It's a 3200 series Snow Wing made by Horst Welding (HLA). This one is a 6' box that opens to a 11' straight blade. The wings are fully adjustable 180deg so you can make any shape you want between forward box and back box.


----------



## TheRealBuzz (Oct 7, 2009)

$6500 tymusic


----------



## Camden (Mar 10, 2007)

Looks great! Good luck this winter


----------



## xtreem3d (Nov 26, 2005)

nice touch duplicating the Deere font in your logo....good luck this year !
Steve


----------



## dfd9 (Aug 18, 2010)

Very pretty, keep us updated. 

I've been thinking about one eventually.

Looks great.


----------



## Greenmtboy (Jan 22, 2011)

Looks good! I hope to take delivery of mine next month. Thumbs Up


----------



## Mick76 (Aug 2, 2009)

Horst does make a nice product....looks good, congrats!


----------



## DGODGR (Nov 30, 2008)

TheRealBuzz;1310938 said:


> $6500 tymusic


Really?!! That's all?!!


----------



## TheRealBuzz (Oct 7, 2009)

Actually the sale price was 6750 and of course I then had to pay the tax man.


----------



## MIDTOWNPC (Feb 17, 2007)

That is really nice.


----------



## viper881 (Jan 14, 2009)

I had to think twice with that logo! Good looking machine!


----------



## MIDTOWNPC (Feb 17, 2007)

I just saw an ad you have out. Didnt realize you were that close to me
Good luck this winter. Im in Cobourg.

Really nice setup. You should meet up at one of the gtg's some time.
Alot of guys from the area talk on the Canadian Weather Thread
Cya around.


----------



## TheRealBuzz (Oct 7, 2009)

Thanks MIDTOWN. I'll check it out.

And good luck to all this season.


----------



## fireside (Mar 1, 2008)

i saw my first one in person the other day looks like a great unit. the price was a little shocking your model here was 10,200 and the 8' was 11,100. I'm very interested to see how it works for you.


----------



## gvm (Nov 1, 2010)

horst has some very nice products. Nice match to your Deere. That is the perfect size.Thumbs Up


----------



## thatstherule (Mar 24, 2015)

If you are looking for an HLA, I have three for sale. 2 - SB3200W914 and 1 - SB4200W1218.


----------



## viper881 (Jan 14, 2009)

Pics and how much plz?


----------



## Camden (Mar 10, 2007)

thatstherule;2015693 said:


> If you are looking for an HLA, I have three for sale. 2 - SB3200W914 and 1 - SB4200W1218.

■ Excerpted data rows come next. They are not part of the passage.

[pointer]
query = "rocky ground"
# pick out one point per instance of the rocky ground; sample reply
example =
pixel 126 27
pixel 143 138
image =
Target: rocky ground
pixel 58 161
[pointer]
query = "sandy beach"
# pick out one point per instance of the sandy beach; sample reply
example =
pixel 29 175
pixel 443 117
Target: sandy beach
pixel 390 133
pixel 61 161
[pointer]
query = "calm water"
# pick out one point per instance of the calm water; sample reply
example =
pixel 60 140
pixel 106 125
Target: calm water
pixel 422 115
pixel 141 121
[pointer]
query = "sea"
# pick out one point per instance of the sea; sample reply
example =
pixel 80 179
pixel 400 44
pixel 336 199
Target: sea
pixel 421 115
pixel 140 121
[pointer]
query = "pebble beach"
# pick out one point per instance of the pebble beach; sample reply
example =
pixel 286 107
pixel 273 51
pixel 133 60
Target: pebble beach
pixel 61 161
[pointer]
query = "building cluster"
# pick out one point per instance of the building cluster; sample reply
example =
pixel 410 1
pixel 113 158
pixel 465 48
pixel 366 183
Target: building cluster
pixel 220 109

Very interested. Got any pics and how about a price?


----------



## thatstherule (Mar 24, 2015)

Good Morning -

Here are links to their listings on Craigslist:

http://desmoines.craigslist.org/grd/5098894941.html

http://desmoines.craigslist.org/grd/5098870759.html


----------



## Camden (Mar 10, 2007)

I sent you an email with my #. Give me a call when you have a chance.

Thanks


----------



## Maclawnco (Nov 21, 2002)

What coupler is on the 1218?


----------



## thatstherule (Mar 24, 2015)

Because the term 'coupler' may be used in many different ways, I've attached pictures of all points of connection / 'coupling' - mechanical, hydraulic and electrical.

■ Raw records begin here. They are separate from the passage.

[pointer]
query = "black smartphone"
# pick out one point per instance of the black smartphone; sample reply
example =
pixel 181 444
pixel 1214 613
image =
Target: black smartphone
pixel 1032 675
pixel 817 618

Standard skid quick connect
Standard ISO hydraulic male/female flush connects
8-Pin electrical. (Can be changed easily for about $175)


----------



## LHL Inc. (Oct 13, 2008)

Hey fellas, what size would you recommend for Deere 326 D skid loader? Are they ok on gravel parking lots too? Thank you!


----------



## John_DeereGreen (Jan 2, 2011)

I'd put an 8-13 on a 326. Look into the Live Edge option. It's expensive, but if you're putting it on seasonal lots or lots that are a flat price per salt application, it will pay for it's self in 2 good seasons.

Take a look at Metal Pless. We have an HLA 8-13 on a NHL175, and just put a 6-11 on a Bobcat Toolcat and my money will be going to Metal Pless from now on.

No issues on gravel with ours.


----------



## LHL Inc. (Oct 13, 2008)

John_DeereGreen;2094583 said:


> I'd put an 8-13 on a 326. Look into the Live Edge option. It's expensive, but if you're putting it on seasonal lots or lots that are a flat price per salt application, it will pay for it's self in 2 good seasons.
> 
> Take a look at Metal Pless. We have an HLA 8-13 on a NHL175, and just put a 6-11 on a Bobcat Toolcat and my money will be going to Metal Pless from now on.
> 
> No issues on gravel with ours.


Well that was my next question, how much more is the metal pless? Have you had a lot of experience with metal pless? What makes them better?


----------